Paradigm Shift

Steven Covey says a paradigm shift occurs when you suddenly see a situation in a different way. The introduction of new knowledge can cause a person to change their thoughts, feelings, actions, etc.

I am having trouble shifting my paradigm. Intellectually, in my head, I know what abuse is and how it affects and has affected me. I know that abuse follows an textbook pattern. I know I have been abused, and I know who did the abusing.

However, what I know too slowly filters into what I feel. I wish that when I discovered the abuse in my relationship that I was able to completely detach from it. I wish that “knowing” solved the problems that come from feeling.

It would have been liberating if I had said to myself, “Kellie, that no good hunk of flesh abuses you. Do not love him anymore. Don’t listen to him anymore. Don’t try to help him anymore. Get out.” And then automatically FELT the same way.

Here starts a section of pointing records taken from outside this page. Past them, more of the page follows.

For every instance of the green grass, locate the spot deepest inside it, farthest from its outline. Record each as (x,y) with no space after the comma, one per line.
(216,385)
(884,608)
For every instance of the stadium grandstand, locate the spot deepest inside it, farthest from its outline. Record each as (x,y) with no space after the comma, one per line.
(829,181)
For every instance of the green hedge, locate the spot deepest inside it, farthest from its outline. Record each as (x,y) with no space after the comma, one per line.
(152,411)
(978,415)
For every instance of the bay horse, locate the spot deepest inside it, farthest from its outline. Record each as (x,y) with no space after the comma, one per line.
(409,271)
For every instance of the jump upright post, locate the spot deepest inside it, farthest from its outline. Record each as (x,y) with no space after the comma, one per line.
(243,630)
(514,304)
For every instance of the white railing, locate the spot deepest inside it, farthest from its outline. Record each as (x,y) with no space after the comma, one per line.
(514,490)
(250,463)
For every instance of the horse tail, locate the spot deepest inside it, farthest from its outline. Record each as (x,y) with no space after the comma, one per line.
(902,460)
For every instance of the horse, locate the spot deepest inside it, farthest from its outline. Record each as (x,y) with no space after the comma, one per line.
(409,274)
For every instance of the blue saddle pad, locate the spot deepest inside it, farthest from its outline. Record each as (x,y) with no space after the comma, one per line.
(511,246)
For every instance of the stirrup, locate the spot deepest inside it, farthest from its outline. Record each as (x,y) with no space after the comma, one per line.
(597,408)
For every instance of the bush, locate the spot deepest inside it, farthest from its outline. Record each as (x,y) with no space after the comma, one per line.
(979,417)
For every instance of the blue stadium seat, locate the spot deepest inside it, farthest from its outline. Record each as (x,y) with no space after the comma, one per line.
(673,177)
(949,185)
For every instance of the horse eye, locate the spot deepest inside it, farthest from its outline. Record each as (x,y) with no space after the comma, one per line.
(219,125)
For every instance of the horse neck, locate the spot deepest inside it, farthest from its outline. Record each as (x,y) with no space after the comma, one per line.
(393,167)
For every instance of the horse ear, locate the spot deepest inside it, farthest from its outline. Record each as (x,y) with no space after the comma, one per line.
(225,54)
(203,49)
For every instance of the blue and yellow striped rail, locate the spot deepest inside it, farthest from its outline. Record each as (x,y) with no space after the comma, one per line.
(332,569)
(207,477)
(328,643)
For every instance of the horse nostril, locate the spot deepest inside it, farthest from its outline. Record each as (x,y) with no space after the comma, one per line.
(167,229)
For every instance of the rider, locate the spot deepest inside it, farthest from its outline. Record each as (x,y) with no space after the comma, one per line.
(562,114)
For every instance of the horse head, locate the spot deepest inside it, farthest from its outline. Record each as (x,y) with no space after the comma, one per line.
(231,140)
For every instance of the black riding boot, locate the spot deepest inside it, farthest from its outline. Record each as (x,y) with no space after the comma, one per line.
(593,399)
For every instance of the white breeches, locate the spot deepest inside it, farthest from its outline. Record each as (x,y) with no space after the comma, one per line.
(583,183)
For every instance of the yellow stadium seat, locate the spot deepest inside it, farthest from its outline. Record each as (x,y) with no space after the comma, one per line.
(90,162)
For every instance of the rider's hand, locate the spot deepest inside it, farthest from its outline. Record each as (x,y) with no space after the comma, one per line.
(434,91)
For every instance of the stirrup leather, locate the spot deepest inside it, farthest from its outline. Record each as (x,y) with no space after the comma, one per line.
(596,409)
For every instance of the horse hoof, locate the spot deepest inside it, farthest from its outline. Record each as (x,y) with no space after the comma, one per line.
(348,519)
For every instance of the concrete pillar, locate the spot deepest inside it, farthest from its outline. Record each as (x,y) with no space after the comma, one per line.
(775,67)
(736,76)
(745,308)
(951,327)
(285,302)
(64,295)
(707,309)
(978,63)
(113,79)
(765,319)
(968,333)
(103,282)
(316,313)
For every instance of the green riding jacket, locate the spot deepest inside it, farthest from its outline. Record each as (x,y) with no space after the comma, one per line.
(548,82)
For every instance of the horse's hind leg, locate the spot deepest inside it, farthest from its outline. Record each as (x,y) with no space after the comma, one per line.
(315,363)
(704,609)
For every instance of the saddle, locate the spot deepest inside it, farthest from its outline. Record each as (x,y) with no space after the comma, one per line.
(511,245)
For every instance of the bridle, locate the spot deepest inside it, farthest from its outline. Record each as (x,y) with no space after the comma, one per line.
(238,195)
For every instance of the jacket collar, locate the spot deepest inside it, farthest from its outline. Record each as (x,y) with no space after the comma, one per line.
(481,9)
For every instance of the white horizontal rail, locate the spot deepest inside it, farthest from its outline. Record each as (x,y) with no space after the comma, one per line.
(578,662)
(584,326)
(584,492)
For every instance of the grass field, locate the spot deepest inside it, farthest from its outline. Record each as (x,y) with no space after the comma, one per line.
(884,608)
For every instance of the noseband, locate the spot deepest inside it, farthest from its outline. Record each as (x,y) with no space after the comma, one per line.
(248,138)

But that didn’t happen. My emotions cling to Will even though my thoughts are free. My paradigm shift is held back by my heart.

Someone told me that when I found my thoughts and feelings focused on Will, that I could imagine Will attached to me by a taut rope, then imagine a pair of scissors, then imagine cutting the rope. Will falls away, leaving me the space I need to think on other things. It works (pretty well), but I think Will is attached to me by MULTIPLE ropes! It’s going to take a while to locate and cut them all.

I wish my paradigm shift was as simple as the examples in Covey’s book, The 7 Habits. One example is a man’s annoyance with unruly children until he discovers their mother died in the hospital hours before. Another is when an egotistical battleship commander sees an oncoming ship in his path and radios “Change your course; I am a battleship” only to get the reply, “Change your course, I am a lighthouse.”

When my paradigm shift does completely occur, this is what I envision:

A cordial relationship with my ex-husband in which we can discuss our children. When he acts out in “the old ways” I see it immediately and exit the situation. After leaving, I do not give what he said or did a thought other than, “He was right when he said he wouldn’t change” and I snip the thread that binds me and continue with my day, my thoughts, and my feelings unscathed.